Dakar 2015, Stage 3: Tough Day for Poulter, as De Villiers cements second position overall
CHILECITO - Stage 3 of Dakar 2015 took place in some of the most spectacular scenery on the face of the planet, but Giniel de Villiers and German navigator Dirk von Zitzewitz (#303) clearly didn't take a moment to enjoy their surroundings. The pair posted the second-fastest time on the stage, losing out on a stage win by just 1:54 after 284 km of cross-country racing. In the end it was MINI driver Orlando Terranova that pipped them to the post, but De Villiers/Von Zitzewitz remain in second place overall, 5:18 behind Nasser Al-Attiyah (MINI).
"We had another good day in the Toyota Imperial Hilux today," said De Villiers from the bivouac near Chilecito, 232 km north of the end of Stage 3. "The vehicle ran perfectly and we were very fast. Unfortunately we had a puncture near the end of the stage, costing us some time. Still it looked like we won the stage, but then Terranova came through and he was just a little bit faster."
The stage consisted of varied terrain, and started near the arid town of San Juan, at the base of the Andes. With towering red rock spires in the background, the cars made their way across vast open sections on shale-covered tracks and river beds, before finishing under the watchful peaks of the Andes on the way to Chilecito.
For Leeroy Poulter and Rob Howie, in the second Toyota Imperial Hilux, Stage 3 will be one to remember - but not for the reasons they had hoped. After a great outing on Stage 2, Poulter/Howie hit trouble early on Stage 3, when they made hard contact with a ditch on the route, breaking a lower control arm in the process. They had a spare part on board, but it took 45 minutes to install.

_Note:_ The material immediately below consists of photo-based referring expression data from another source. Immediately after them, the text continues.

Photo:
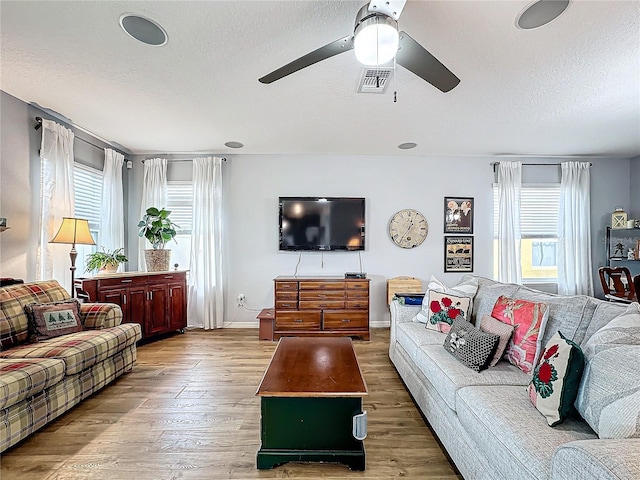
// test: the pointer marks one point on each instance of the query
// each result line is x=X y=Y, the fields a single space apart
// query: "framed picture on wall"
x=458 y=254
x=458 y=215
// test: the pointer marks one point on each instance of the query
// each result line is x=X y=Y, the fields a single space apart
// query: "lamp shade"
x=376 y=40
x=74 y=230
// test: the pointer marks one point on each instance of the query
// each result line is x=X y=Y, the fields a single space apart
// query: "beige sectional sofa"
x=486 y=421
x=40 y=381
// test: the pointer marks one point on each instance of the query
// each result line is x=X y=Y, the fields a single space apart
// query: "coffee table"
x=310 y=394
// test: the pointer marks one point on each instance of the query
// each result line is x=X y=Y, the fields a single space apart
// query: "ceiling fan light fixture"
x=376 y=40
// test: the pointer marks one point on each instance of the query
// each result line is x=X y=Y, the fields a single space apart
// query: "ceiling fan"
x=376 y=40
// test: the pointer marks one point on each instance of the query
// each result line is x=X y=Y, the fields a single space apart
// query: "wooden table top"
x=313 y=367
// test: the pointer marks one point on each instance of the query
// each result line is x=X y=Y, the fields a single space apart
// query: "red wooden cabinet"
x=157 y=301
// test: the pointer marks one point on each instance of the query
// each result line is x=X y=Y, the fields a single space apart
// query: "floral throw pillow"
x=471 y=347
x=444 y=308
x=556 y=379
x=529 y=320
x=49 y=320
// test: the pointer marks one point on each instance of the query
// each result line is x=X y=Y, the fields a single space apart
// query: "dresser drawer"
x=297 y=320
x=283 y=285
x=287 y=304
x=321 y=304
x=287 y=295
x=319 y=285
x=122 y=281
x=357 y=285
x=321 y=294
x=345 y=320
x=357 y=295
x=358 y=304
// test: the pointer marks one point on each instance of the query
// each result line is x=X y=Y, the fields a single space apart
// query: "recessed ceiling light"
x=540 y=13
x=143 y=29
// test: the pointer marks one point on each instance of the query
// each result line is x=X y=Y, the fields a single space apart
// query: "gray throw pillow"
x=472 y=347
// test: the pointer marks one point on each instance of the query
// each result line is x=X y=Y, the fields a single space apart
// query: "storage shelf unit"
x=332 y=306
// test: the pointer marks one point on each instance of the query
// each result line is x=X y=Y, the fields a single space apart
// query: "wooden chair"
x=617 y=284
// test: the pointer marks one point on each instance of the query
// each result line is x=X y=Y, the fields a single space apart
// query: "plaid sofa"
x=40 y=381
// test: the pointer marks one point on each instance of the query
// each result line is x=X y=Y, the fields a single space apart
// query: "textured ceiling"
x=571 y=87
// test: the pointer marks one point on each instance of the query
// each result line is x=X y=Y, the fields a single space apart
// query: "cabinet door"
x=177 y=306
x=117 y=296
x=136 y=302
x=157 y=312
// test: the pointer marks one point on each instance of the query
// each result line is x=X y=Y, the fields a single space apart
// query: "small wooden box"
x=403 y=285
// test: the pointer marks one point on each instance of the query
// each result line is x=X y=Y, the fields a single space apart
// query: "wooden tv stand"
x=321 y=306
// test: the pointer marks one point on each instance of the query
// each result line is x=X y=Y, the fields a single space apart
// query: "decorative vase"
x=109 y=269
x=157 y=260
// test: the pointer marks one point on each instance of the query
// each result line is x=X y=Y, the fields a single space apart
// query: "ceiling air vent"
x=374 y=80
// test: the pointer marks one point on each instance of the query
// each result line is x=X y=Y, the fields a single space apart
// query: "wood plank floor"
x=188 y=411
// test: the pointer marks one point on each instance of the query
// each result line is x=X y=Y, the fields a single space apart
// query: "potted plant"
x=105 y=261
x=156 y=227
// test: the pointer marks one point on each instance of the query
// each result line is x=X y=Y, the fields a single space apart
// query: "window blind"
x=87 y=186
x=180 y=202
x=540 y=204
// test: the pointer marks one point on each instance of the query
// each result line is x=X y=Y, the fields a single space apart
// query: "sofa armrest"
x=95 y=316
x=403 y=313
x=609 y=459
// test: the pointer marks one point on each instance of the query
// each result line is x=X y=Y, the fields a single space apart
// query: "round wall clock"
x=408 y=228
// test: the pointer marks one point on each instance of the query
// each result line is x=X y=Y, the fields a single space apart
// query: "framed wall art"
x=458 y=254
x=458 y=215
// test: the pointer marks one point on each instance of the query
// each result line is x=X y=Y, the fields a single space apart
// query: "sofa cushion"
x=566 y=312
x=449 y=375
x=488 y=293
x=609 y=395
x=14 y=326
x=529 y=321
x=471 y=346
x=444 y=308
x=83 y=349
x=50 y=320
x=556 y=378
x=467 y=288
x=511 y=434
x=504 y=331
x=412 y=335
x=24 y=377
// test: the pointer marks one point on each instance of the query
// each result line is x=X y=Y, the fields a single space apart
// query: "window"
x=539 y=208
x=180 y=203
x=87 y=186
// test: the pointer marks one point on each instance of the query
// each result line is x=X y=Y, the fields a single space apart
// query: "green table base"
x=310 y=430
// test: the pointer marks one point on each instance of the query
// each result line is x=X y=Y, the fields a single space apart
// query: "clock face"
x=408 y=228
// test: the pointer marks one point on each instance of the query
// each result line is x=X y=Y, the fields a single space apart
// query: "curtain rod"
x=39 y=124
x=495 y=164
x=224 y=159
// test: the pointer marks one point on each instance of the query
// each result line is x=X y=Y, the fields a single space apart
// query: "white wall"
x=253 y=184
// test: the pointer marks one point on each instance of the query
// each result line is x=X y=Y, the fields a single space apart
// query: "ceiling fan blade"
x=391 y=8
x=414 y=57
x=334 y=48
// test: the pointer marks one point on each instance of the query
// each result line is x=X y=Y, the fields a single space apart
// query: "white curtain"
x=574 y=230
x=56 y=201
x=154 y=194
x=112 y=206
x=509 y=194
x=205 y=266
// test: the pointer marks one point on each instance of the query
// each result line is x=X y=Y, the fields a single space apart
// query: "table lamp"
x=73 y=230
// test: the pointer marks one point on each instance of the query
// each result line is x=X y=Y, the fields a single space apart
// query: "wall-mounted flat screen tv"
x=321 y=223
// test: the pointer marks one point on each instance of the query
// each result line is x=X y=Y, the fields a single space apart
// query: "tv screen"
x=321 y=223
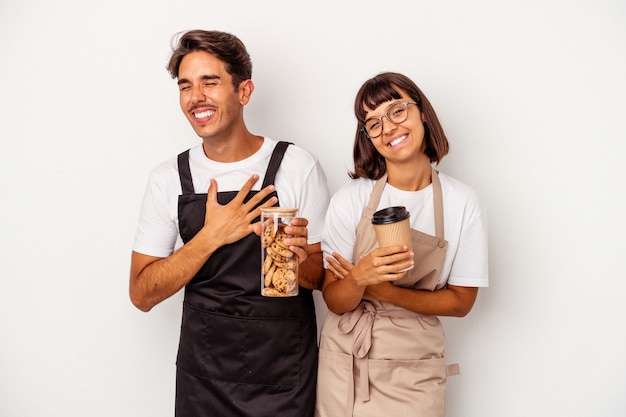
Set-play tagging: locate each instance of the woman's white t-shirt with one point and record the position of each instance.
(465, 225)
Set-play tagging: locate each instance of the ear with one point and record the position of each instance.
(245, 91)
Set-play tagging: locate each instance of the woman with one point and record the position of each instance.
(382, 344)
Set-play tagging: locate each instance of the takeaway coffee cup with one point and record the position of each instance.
(392, 226)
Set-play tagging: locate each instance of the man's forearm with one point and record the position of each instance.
(311, 271)
(156, 279)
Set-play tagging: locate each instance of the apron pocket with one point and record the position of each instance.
(259, 350)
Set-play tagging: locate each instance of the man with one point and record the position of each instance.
(240, 354)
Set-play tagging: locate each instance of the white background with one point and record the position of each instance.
(531, 94)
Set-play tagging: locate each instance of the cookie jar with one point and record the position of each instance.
(279, 265)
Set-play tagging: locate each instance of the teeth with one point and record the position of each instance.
(400, 139)
(203, 114)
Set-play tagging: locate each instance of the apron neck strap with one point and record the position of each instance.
(437, 199)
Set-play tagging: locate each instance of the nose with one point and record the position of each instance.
(388, 125)
(197, 94)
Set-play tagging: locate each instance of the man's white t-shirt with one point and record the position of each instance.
(465, 225)
(300, 182)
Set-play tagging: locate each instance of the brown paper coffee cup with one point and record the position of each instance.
(393, 227)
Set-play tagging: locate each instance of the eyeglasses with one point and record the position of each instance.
(396, 113)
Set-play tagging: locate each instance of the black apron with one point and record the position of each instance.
(241, 354)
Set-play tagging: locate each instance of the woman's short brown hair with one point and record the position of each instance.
(222, 45)
(368, 163)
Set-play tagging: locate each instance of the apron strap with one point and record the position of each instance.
(275, 160)
(184, 173)
(438, 199)
(372, 204)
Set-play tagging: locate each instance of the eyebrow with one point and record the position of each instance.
(203, 78)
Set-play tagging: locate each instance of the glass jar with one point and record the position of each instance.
(279, 265)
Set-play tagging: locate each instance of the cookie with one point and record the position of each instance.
(272, 292)
(275, 255)
(281, 249)
(290, 264)
(268, 235)
(284, 280)
(269, 274)
(267, 264)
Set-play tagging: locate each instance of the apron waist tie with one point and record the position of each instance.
(360, 322)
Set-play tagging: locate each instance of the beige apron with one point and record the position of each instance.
(380, 358)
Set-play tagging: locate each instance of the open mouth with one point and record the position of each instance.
(397, 141)
(203, 114)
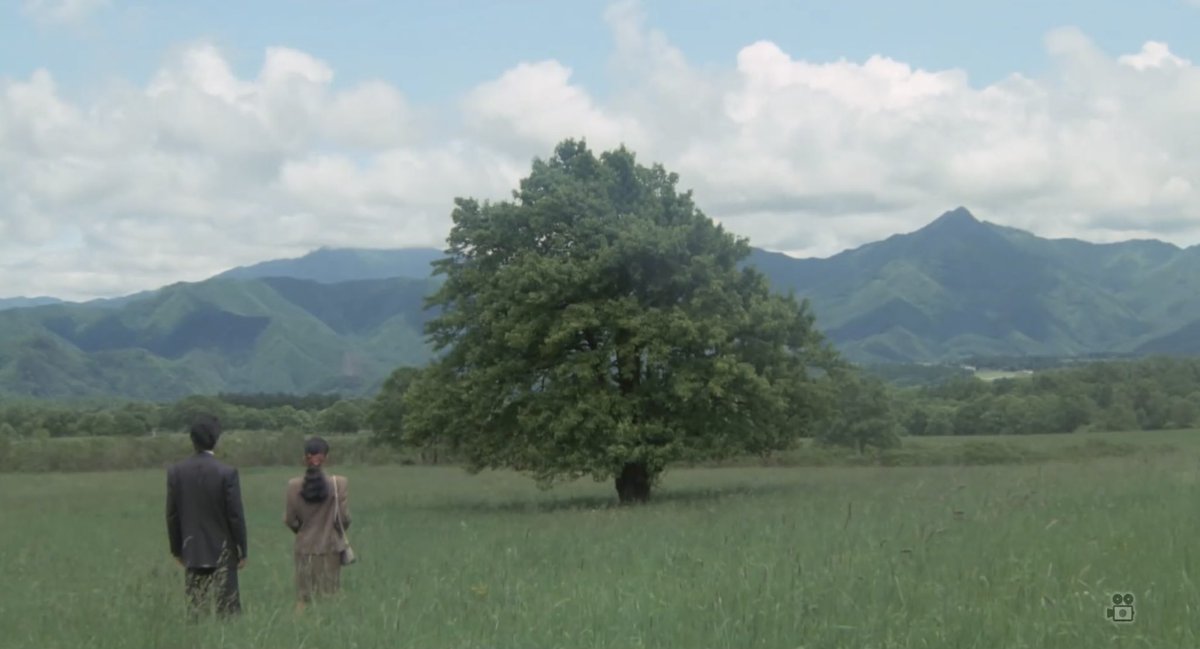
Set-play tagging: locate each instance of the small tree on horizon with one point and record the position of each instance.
(599, 324)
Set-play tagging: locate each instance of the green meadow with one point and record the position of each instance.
(994, 556)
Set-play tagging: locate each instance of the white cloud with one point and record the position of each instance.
(64, 11)
(203, 169)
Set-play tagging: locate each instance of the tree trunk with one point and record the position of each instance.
(634, 484)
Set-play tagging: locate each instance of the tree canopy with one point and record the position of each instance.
(600, 324)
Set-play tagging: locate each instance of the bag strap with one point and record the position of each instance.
(337, 511)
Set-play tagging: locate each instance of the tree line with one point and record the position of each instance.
(245, 412)
(1149, 394)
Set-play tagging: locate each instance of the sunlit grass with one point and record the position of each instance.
(1005, 557)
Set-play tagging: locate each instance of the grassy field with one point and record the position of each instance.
(967, 557)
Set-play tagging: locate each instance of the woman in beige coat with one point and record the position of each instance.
(319, 522)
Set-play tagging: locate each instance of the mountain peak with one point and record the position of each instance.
(959, 215)
(957, 222)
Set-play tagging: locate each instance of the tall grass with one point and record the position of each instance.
(282, 449)
(967, 557)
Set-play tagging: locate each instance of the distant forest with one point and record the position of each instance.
(1101, 395)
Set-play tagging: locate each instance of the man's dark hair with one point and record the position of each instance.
(205, 431)
(315, 488)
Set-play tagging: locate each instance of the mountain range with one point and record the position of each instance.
(342, 319)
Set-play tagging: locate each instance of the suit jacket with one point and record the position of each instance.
(318, 530)
(204, 512)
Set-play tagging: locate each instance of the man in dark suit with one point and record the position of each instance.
(205, 522)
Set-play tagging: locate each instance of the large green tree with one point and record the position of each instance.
(599, 324)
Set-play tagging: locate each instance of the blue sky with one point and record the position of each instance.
(147, 143)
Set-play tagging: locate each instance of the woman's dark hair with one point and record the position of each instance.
(204, 432)
(315, 488)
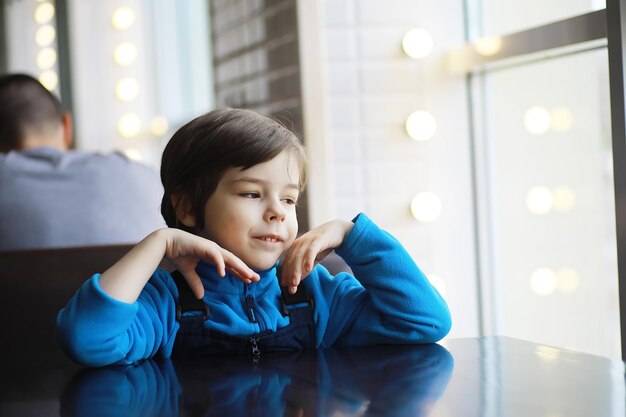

According to Team Principal Glyn Hall, Poulter will need to dig deep in order to make the most of the situation: "Leeroy has matured a lot as a driver, as we've already seen on the first two stages. Today's incident was unfortunate, but I believe Leeroy has the potential to win stages, and it will be interesting to see how high they can climb back up the leaderboard."
Stage 3 was the last Argentine stage for the time being, as the crews cross the Andes into Chile for Stage 4. Most of the day will be spent on a monster liaison of 594 km, followed by a stage of 315 km. Stage 3 starts at 3000 m above sea level and ends with the famous descent down a massive dune into the mining town of Copiapo. It also sees the first big dunes of Dakar 2015, and will certainly test every crew to the limit.
Toyota Motorsport South Africa Acknowledges Its Dakar Sponsors, Specialist Official Suppliers and Technical Partners:
Hallspeed, TFM, Castrol, SKF, Spanjaard, Robor, 4x4 Megaworld, NGK, Donaldson, Mastercraft, Sat4Rent, Oakley, Edgecam, Supreme Springs, FreeM, Bosch, Smiths Manufacturing and Shatterprufe. Also Duxbury Netgear, Innovation Group, Toyota Financial Services, SAA Cargo, Toyota and Imperial Toyota.
Note to editors:
Difference between Cross-Country, Off-Road and Rally racing: The Dakar is a cross-country race where vehicles race between GPS waypoints as opposed to existing roads. In a rally (a la WRC) the cars race along closed roads. In an off-road race the competitors follow routes not suitable for cars, but they still have a set route to follow.
For the purpose of The Dakar, the event is called a rally (The Dakar Rally), though it doesn't conform to the definition of a traditional rally. It has timed race (stages) and liaison (open road) sections where they do not race against the clock, but still have to depart at certain predetermined times and clock in before a given deadline to avoid time penalties.
In a rally, competitors race in similar fashion, but use multiple short stages (up to 25-35km each; around 5 or 6 special stages per day; 2-3 days per event).
In off-road racing an event consists of one long stage on a single day only, and an event is usually run over 2 days.
The Dakar lasts 14 days and covers 4,752 race kilometers and 9,295 km in total (combination of stages and liaisons). The event is split by a rest day at the halfway mark. It is officially the longest motorsport event in the world (distance and time).